Das Bundesgericht weist die Rügen des Beschwerdeführers zur Beweiswürdigung zurück.

  • Die Nichtbefragung des Polizeibeamten B.__ sei nicht willkürlich. Die Vorinstanz habe dies damit begründet, dass von seiner Befragung kein weiterer Erkenntnisgewinn zu erwarten sei, da er den Stoss von hinten nicht beobachten konnte und es für die Tatbestandserfüllung (Versuch) nicht auf das Hervorrufen von Schmerzen ankomme. Dies sei nachvollziehbar. Dass B._ ein versehentliches Anrempeln nicht ausschliessen konnte, ändere nichts an der Beobachtung des Zeugen D._, der den Stoss als absichtlich beschrieb (E. 3).
  • Die Nichtberücksichtigung der Aussage des Entlastungszeugen E.__ sei ebenfalls nicht willkürlich. Die Vorinstanz habe diese Aussage berücksichtigt, aber die Behauptung des Beschwerdeführers, er sei von falschen Polizisten ausgegangen, überzeugend verworfen. Dass die Vorinstanz aus der Aussage nicht die vom Beschwerdeführer gewünschten Schlüsse zieht, begründet keine Willkür oder Verletzung des Grundsatzes "in dubio pro reo", der nur als Beweiswürdigungsregel unter dem Aspekt der Willkür prüfbar ist (E. 3). Auch der Anspruch auf Gleichbehandlung sei nicht verletzt, da E.__ befragt wurde.
  • Die Rüge widersprüchlicher Zeugenaussagen bezüglich des Sachverhalts nach dem Stoss begründe ebenfalls keine Willkür bei der Beweiswürdigung des Stosses selbst (E. 3).

Schliesslich wird die Rüge der Verletzung der Begründungspflicht als unbegründet abgewiesen (E. 3).

7. Schlussfolgerung des Bundesgerichts

Das Bundesgericht bestätigt die vorinstanzliche Verurteilung. Das Stossen des Beschwerdeführers gegen den Polizeibeamten B.__ wird als tatbestandsmässig im Sinne eines versuchten tätlichen Angriffs während einer Amtshandlung qualifiziert. Die fehlende objektive Amtshandlung führt zum Versuchsstadium, während der Eventualvorsatz bezüglich der Amtshandlung und die minimale objektive Gefährlichkeit des Angriffs auf einen Uniformierten die Strafbarkeit des untauglichen Versuchs begründen. Die Rügen des Beschwerdeführers betreffend Sachverhalt, Willkür, Anklagegrundsatz und Verfahrensrechte werden abgewiesen.

8. Endgültiger Entscheid

Die Beschwerde wird abgewiesen. Die Gerichtskosten werden dem Beschwerdeführer auferlegt.

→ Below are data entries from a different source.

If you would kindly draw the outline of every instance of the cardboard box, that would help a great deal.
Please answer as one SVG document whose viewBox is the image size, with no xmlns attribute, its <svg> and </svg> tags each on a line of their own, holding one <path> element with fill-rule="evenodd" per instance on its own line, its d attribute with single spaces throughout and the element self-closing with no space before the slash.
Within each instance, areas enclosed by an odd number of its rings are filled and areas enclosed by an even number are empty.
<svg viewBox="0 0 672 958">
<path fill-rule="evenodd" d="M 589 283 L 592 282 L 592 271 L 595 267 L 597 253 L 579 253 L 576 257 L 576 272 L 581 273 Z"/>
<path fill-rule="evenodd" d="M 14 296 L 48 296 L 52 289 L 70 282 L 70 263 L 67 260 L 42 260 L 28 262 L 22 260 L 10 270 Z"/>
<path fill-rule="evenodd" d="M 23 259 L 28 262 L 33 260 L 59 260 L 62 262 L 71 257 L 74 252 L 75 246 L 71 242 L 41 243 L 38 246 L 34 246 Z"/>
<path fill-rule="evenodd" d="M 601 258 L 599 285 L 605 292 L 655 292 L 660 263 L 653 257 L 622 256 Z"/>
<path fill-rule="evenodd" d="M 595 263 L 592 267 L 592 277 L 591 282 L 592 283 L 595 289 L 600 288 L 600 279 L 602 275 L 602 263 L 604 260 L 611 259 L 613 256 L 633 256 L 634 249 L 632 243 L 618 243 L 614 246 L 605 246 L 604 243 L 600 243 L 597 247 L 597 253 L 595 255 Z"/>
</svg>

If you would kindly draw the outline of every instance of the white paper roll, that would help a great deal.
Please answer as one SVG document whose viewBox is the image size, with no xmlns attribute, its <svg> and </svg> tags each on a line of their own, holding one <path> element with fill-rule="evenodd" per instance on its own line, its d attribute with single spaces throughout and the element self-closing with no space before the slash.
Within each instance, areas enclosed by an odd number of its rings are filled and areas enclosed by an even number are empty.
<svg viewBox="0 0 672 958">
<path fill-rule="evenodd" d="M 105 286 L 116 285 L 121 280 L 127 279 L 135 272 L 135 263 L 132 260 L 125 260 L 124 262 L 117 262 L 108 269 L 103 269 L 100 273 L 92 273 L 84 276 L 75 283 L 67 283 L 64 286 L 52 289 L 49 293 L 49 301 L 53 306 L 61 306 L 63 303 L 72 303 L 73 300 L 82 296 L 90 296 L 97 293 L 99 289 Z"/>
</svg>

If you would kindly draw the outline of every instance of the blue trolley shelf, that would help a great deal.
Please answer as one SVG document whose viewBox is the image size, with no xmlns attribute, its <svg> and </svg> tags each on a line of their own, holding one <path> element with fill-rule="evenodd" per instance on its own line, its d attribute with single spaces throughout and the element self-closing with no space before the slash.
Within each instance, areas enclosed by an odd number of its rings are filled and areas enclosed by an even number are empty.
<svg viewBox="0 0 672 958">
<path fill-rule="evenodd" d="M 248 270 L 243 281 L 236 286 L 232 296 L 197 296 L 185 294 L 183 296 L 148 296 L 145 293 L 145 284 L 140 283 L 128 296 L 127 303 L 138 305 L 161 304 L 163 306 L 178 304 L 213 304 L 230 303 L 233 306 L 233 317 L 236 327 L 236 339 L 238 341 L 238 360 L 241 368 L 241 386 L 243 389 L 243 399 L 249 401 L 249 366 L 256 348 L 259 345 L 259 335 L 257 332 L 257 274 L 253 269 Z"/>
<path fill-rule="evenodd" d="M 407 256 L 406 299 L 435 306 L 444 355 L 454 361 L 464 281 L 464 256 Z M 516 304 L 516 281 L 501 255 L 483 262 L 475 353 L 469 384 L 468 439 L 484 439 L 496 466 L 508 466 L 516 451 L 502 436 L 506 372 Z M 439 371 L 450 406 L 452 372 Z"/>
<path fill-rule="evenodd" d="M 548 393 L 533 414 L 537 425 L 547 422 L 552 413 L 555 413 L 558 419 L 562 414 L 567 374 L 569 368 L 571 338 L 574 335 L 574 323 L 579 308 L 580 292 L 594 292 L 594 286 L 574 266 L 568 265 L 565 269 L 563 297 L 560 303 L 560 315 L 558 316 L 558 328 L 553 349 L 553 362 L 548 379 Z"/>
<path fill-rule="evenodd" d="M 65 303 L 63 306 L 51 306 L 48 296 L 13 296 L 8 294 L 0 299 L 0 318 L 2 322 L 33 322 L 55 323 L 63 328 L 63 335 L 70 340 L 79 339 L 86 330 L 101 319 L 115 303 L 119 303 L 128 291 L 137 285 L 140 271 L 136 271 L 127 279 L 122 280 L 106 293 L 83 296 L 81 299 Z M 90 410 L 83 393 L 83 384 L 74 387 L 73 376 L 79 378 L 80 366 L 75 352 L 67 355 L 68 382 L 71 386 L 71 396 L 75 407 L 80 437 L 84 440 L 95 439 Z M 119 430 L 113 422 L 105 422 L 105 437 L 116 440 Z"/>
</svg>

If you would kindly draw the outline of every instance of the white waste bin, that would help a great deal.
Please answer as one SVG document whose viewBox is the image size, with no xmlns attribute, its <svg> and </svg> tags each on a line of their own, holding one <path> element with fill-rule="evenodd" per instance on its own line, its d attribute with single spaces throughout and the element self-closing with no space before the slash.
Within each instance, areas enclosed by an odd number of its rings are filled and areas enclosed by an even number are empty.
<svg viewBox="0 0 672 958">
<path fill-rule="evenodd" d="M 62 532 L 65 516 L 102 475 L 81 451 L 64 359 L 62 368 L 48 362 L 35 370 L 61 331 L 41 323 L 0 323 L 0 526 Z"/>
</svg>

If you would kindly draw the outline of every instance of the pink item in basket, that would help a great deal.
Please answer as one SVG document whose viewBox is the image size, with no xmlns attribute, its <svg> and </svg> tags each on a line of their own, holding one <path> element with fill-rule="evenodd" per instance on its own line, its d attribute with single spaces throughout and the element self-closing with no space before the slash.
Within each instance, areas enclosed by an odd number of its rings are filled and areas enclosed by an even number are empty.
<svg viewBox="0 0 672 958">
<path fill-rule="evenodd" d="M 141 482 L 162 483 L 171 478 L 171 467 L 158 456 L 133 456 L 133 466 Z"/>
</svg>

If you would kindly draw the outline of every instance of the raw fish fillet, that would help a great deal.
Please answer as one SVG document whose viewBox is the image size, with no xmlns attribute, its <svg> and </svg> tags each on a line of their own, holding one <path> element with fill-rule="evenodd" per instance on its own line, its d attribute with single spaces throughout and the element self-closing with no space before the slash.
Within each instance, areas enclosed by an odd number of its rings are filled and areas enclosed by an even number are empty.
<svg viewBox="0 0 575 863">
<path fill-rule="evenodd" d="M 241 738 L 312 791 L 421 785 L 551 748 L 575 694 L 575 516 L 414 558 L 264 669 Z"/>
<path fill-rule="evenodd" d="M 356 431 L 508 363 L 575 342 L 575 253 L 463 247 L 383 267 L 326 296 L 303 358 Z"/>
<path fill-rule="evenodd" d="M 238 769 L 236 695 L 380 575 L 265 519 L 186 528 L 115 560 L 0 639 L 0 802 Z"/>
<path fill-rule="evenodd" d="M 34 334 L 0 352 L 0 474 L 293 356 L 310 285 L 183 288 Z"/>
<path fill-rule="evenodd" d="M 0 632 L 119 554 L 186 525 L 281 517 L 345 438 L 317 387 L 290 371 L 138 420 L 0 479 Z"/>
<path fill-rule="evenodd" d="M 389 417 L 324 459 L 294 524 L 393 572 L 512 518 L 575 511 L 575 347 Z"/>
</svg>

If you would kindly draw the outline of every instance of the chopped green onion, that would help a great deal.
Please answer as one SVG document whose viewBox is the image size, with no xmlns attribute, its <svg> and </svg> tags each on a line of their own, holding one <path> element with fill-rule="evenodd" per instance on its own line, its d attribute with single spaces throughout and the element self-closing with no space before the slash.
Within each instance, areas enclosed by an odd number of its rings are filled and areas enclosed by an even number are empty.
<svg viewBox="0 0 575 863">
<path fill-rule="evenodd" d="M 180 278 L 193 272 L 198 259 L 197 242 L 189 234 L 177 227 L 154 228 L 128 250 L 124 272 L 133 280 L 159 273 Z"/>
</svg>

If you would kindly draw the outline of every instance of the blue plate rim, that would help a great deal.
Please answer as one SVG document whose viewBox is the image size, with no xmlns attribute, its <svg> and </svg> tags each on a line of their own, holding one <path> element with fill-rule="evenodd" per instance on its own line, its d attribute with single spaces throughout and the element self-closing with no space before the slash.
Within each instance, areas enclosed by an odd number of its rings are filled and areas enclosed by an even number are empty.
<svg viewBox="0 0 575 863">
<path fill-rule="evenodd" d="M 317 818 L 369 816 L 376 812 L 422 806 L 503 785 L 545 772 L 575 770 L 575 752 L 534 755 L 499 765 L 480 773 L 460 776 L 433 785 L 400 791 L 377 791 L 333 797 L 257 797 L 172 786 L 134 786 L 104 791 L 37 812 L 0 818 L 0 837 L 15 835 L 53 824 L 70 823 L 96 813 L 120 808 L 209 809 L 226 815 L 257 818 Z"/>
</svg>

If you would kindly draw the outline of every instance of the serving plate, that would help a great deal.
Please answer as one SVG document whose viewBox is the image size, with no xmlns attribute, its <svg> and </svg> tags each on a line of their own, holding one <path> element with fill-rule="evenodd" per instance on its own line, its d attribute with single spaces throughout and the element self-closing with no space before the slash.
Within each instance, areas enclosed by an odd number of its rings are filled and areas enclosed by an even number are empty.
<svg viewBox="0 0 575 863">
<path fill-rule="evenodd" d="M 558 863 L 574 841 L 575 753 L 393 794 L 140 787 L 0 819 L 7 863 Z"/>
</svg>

9. Wesentliche Punkte in Kürze

  • Der Schuldspruch wegen eventualvorsätzlich versuchter Gewalt und Drohung gegen Behörden und Beamte wurde bestätigt.
  • Der Sachverhalt eines absichtlichen Stosses gegen einen Polizeibeamten wurde als erstellt erachtet (Nicht-Willkür der Beweiswürdigung bestätigt).
  • Der objektive Tatbestand des tätlichen Angriffs während einer Amtshandlung war nicht erfüllt, da sich der Beamte in einer Pause befand.
  • Der subjektive Tatbestand des Eventualvorsatzes wurde bejaht: Der Beschwerdeführer nahm zumindest in Kauf, dass der uniformierte Beamte im Dienst war.
  • Die Tat qualifiziert als untauglicher Versuch.
  • Der untaugliche Versuch ist strafbar, da das Verhalten (Angriff auf uniformierten Beamten) trotz objektiver Nicht-Vollendung eine ausreichende minimale objektive Gefährlichkeit aufweist und nicht grob unverständig war.
  • Der Anklagegrundsatz wurde nicht verletzt, da die rechtliche Qualifizierung eines klar umschriebenen Sachverhalts dem Gericht obliegt.
  • Weitere Verfahrensrügen (rechtliches Gehör, Beweiswürdigung) wurden abgewiesen.